Pourquoi décider de travailler de façon indépendante, autonome et libre ? J’ai découvert en m’interrogeant ainsi un terme dont les définitions sont aussi nombreuses que les domaines d’activités. Pourtant l’empowerment est avant tout une reprise du pouvoir collectif : un désir non sans enjeux dans des pays en constante libéralisation. 

Né au XXe siècle aux Etats-Unis, l’empowerment est le fait de donner davantage de droits et de possibilités d’agir aux individus dans le cadre de politiques publiques, urbaines et sociales, économiques ou écologiques. Il s’agirait donc de transférer certains pouvoirs au peuple et lui permettre de reprendre en main des éléments sociaux afin de créer de nouveaux possibles.
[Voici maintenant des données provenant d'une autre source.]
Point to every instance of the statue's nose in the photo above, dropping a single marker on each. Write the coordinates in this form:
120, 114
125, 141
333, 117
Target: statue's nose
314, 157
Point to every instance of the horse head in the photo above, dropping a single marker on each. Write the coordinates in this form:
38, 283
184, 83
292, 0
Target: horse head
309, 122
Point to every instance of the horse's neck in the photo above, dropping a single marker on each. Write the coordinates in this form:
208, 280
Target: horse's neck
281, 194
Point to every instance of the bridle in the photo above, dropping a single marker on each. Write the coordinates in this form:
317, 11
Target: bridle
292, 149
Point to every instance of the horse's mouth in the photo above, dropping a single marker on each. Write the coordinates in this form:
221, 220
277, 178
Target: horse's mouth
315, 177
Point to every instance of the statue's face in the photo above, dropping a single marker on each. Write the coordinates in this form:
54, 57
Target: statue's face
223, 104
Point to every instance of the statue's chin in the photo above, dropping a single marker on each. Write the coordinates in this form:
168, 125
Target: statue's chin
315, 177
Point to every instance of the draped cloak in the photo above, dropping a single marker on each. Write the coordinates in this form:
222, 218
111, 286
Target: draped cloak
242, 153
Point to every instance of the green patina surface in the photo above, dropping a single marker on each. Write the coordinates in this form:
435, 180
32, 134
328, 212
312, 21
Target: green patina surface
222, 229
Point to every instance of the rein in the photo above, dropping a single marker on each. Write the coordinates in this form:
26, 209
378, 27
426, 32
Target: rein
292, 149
Si les pays anglo-saxons ont déjà assimilé la notion d’empowerment, elle est encore loin de faire l’unanimité en France, dont la politique davantage par le haut jugerait trop radicale sa mise en place au sein des politiques publiques, notamment vis à vis de l’ethnicisation des agglomérations américaines. J. Scoralo évoque cependant l’analogie possible entre la politique d’empowerment anglo-saxonne et l’économie solidaire en France1, dont le développement local et durable mis en place par les collectivités et associations permettrait de reprendre en main les moyens d’insertions sociales. Ainsi il conclut cette idée en mettant en avant la dimension politique de l’empowerment, entendu comme une logique de confrontation de pouvoirs entre les dominants et les supposés dominés afin de rétablir l’équilibre social.
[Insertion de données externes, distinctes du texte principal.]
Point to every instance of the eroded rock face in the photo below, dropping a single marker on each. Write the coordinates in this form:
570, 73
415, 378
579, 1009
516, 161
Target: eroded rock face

Selon Marie-Hélène Bacqué, l’empowerment « indique le processus par lequel un individu ou un groupe acquiert les moyens de renforcer sa capacité d’action, de s’émanciper. Elle articule ainsi deux dimensions, celle du pouvoir, qui constitue la racine du mot, et celle du processus d’apprentissage pour y accéder ».2 Autrement dit, il s’agirait de prendre en compte les conflits sociaux pré-existants et de voir dans cette action une manière d’y répondre partiellement. L’auteure explicite son propos en prenant l’exemple des politiques urbaines de Boston, visant à développer l’emploi grâce à des aides financières ou des formations aux entreprises pour intégrer des individus dans le marché du travail. Cette politique a été également mise en place au Royaume Uni par la création de sécurité civile au sein de quartiers, visant à donner aux populations le pouvoir de régler les problèmes de vie locale par la médiation sociale et l’auto-sécurisation des lieux de vie3. Il s’agit d’une pensée libéralisée et individualiste, toujours selon Marie-Hélène Bacqué, permettant aux individus d’accéder au rêve américain par l’indépendance économique sous le prisme du pouvoir dominant. Une liberté encadrée, somme-toute, et une émancipation ambiguë.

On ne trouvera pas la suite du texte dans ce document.